Signage for a Public Hearing

For applications where a public hearing is
required, the amended SMA Rules require the applicant to prepare for the Department’s review a notice of application with a legible location map using a form provided by the Department and to post a nine square-foot project notice sign describing the proposed action, name of applicants and parcel owners, contact information for the applicants or their representatives, among other requirements, along the main access road for the property.

Emergency Permit Procedures

The amended SMA Rules establish new special management area emergency permit procedures. A temporary measure may be allowed for no more than 180 days, for which the Planning Director may approve a time extension upon the Planning Director’s determination that the permit holder is making adequate progress toward completing a permanent measure and cannot reasonably do so within the time of the emergency permit.

WHAT’S NEXT?

Next Steps for Adoption

The Department will complete the task of mapping the EHL along the Maui shoreline. To become effective, the amended Shoreline and SMA Rules will need to be signed by the Mayor and approved as to form by the Corporation Counsel.
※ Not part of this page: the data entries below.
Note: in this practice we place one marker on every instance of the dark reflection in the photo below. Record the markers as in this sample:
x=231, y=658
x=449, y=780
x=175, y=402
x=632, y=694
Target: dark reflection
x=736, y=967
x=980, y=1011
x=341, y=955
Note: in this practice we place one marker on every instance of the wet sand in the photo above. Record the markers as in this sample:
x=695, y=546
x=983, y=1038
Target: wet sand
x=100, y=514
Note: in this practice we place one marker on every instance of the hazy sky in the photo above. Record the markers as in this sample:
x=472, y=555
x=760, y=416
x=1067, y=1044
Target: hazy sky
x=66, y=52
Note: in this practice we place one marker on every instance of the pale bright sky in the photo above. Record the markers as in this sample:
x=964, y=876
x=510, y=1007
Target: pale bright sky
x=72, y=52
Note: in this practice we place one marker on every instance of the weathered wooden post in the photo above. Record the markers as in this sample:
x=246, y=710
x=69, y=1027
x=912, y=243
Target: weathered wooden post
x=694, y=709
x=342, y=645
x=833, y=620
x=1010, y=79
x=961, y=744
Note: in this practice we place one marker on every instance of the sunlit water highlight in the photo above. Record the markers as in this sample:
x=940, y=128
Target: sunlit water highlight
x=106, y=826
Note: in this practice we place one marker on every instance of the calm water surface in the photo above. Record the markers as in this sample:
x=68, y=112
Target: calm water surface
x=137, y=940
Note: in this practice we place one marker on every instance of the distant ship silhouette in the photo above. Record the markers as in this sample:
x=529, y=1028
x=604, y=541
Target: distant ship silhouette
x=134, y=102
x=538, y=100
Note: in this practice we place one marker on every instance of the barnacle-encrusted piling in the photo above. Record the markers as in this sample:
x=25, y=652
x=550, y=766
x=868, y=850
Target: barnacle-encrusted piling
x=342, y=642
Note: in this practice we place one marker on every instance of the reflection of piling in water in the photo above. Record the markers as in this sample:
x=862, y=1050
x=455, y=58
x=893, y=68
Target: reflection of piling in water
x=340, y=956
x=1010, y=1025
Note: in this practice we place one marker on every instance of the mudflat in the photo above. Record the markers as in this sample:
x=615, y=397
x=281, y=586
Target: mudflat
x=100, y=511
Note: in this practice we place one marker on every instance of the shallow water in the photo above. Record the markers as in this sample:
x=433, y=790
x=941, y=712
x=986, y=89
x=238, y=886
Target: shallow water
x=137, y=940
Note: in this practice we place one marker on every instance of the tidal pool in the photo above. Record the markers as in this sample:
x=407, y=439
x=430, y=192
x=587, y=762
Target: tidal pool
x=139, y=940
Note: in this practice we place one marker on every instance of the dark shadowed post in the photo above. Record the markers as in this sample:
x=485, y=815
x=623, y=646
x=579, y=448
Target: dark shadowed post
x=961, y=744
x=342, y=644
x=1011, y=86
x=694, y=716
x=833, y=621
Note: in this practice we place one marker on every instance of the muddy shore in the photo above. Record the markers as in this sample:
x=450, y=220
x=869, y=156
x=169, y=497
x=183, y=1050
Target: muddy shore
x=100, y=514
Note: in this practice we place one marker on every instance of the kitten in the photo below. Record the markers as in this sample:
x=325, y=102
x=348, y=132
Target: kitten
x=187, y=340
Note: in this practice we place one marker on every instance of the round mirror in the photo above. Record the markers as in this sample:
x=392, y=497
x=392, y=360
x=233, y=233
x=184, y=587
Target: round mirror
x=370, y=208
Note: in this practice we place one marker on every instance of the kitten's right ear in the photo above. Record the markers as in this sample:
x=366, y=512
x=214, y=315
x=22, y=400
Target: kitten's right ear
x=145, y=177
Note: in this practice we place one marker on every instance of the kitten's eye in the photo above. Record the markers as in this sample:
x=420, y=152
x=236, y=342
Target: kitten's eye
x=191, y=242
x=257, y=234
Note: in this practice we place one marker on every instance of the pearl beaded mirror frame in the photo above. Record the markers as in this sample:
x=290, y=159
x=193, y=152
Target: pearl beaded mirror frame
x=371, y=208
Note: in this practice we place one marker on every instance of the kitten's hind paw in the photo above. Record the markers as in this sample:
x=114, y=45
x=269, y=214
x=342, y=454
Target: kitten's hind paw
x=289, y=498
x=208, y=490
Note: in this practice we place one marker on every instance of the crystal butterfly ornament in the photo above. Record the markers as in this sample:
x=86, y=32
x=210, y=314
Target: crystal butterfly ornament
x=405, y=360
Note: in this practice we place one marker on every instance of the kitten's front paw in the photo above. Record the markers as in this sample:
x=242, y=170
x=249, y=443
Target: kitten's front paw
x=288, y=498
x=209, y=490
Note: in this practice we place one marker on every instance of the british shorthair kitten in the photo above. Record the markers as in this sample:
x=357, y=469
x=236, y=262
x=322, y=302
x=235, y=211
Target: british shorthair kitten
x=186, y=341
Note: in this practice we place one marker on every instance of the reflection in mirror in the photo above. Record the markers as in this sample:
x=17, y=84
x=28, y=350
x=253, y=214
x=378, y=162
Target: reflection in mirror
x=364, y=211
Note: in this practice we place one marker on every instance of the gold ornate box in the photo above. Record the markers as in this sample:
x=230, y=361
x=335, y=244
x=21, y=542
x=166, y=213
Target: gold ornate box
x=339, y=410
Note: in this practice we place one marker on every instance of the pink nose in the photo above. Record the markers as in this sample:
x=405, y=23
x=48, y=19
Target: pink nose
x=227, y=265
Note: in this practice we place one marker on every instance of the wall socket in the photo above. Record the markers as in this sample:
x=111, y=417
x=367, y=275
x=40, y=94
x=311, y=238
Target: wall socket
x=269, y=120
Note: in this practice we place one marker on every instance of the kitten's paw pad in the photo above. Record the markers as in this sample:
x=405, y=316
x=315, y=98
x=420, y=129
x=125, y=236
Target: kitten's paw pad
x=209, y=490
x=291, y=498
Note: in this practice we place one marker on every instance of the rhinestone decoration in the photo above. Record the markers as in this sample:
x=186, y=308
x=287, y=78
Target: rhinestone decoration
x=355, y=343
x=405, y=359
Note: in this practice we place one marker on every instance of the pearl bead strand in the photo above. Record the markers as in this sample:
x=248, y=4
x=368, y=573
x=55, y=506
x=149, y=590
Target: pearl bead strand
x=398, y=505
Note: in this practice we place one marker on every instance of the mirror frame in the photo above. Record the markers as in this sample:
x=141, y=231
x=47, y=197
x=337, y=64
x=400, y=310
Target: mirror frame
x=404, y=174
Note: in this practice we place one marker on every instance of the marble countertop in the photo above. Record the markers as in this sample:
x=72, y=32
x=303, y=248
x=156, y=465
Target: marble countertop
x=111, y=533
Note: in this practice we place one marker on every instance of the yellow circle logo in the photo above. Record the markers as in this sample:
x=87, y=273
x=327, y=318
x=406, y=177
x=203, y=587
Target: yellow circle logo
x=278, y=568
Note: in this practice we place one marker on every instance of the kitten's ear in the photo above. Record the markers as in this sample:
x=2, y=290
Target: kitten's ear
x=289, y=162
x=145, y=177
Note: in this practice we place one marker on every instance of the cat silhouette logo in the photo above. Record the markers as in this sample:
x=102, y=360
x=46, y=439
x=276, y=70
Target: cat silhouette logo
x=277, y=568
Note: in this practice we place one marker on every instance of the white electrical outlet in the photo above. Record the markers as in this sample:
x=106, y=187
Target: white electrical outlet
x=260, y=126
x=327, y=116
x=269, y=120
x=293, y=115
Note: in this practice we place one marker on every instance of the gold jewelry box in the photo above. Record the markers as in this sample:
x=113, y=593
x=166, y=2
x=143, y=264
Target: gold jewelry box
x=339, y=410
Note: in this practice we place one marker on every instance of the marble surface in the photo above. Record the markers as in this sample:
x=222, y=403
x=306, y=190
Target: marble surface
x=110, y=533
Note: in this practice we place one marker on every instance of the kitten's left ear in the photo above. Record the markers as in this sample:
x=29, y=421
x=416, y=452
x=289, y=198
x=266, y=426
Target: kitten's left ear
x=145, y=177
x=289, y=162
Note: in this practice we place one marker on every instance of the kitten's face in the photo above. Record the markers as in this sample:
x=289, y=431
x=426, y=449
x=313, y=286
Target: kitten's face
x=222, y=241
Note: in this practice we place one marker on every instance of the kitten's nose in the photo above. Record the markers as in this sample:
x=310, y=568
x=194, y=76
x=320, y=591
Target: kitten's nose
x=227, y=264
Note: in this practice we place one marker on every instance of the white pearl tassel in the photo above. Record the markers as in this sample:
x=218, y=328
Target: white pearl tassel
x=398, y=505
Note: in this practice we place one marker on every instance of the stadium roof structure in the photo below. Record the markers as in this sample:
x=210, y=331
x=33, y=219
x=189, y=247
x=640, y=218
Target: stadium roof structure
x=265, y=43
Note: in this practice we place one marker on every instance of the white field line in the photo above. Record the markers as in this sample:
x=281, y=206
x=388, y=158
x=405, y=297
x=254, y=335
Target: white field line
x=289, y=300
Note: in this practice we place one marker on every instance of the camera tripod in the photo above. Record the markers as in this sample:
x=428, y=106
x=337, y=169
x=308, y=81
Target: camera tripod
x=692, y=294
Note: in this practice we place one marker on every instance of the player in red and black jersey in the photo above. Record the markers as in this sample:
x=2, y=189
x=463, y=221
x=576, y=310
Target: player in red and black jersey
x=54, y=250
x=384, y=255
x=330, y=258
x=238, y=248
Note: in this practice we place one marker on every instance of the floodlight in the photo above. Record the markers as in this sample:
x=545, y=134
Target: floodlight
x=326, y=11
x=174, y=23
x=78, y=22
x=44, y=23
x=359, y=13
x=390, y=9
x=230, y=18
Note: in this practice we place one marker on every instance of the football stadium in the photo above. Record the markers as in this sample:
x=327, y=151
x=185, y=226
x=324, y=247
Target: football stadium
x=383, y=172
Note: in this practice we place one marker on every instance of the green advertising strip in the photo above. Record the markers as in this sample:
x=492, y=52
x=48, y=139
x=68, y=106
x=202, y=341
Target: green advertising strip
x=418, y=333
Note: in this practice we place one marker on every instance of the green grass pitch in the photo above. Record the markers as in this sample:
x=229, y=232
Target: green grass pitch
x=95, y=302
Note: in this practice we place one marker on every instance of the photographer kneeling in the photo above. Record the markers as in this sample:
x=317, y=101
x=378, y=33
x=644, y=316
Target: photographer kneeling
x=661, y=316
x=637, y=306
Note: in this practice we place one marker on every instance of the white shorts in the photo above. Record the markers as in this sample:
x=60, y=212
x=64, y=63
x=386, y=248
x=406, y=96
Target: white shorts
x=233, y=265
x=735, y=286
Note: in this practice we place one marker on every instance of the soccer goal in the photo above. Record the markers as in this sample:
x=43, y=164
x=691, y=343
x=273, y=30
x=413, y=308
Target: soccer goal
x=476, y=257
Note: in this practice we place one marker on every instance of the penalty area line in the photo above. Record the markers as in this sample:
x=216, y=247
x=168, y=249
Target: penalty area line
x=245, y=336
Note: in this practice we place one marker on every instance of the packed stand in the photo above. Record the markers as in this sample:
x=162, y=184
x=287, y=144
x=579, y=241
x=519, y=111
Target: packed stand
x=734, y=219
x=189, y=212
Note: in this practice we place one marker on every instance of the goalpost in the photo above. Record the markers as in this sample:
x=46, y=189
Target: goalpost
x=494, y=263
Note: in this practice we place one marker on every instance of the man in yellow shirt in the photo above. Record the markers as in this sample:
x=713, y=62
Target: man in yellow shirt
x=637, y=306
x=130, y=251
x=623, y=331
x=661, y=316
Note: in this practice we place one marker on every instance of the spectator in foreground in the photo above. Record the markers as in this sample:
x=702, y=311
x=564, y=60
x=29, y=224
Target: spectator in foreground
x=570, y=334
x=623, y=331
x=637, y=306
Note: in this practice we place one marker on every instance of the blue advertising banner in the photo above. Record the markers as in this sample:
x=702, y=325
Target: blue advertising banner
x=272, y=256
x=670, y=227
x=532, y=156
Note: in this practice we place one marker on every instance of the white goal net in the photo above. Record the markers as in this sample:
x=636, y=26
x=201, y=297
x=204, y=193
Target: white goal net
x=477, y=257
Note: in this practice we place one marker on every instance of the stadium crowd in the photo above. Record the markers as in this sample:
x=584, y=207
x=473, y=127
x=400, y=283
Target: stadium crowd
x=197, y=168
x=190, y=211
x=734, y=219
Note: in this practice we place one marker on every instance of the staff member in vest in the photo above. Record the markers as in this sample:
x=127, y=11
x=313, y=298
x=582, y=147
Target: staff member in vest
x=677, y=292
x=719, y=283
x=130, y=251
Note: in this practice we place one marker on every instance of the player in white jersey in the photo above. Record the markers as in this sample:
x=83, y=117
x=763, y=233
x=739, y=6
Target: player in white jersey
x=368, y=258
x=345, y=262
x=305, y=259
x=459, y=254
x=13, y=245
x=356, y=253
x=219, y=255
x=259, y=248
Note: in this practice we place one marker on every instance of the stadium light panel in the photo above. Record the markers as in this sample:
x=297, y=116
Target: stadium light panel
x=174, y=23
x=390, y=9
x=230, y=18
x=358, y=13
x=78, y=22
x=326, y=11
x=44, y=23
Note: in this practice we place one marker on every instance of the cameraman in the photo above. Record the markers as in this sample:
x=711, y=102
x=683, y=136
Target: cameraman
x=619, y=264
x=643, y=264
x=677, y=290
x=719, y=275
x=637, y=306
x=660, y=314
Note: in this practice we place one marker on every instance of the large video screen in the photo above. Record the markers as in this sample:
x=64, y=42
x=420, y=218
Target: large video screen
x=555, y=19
These Rules Are Legislative in Nature, Subject to Change

The shoreline and coastal areas are special resources serving cultural, ecological, recreational, economic, and aesthetic functions to the people. Upon adoption, the Shoreline and SMA Rules will remain susceptible to amendment of any scale as is the nature of legislation. Baked into the definition of the EHL is the Commissioners’ expectation that the Rules will be reviewed as the scientific model it is based upon changes:

“. . . The EHL must reflect the best available science as published in peer reviewed literature such as the Hawai‘i Climate Change Mitigation and Adaptation Commission’s 2017 Hawai‘i Sea Level Rise Vulnerability and Adaptation Report, as accessible within the Hawai‘i Sea Level Rise Viewer hosted by the Pacific Islands Ocean Observing System. The EHL and resulting setback mapped by the Department may need to be updated to reflect future updates and reports based on best available science, with such updates being subject to review by the commission within 12 months.”

(Proposed) MAUI CNTY. CODE § 12-203-4. Science and the Commission’s determination of the “best available science”, too, will remain susceptible to change.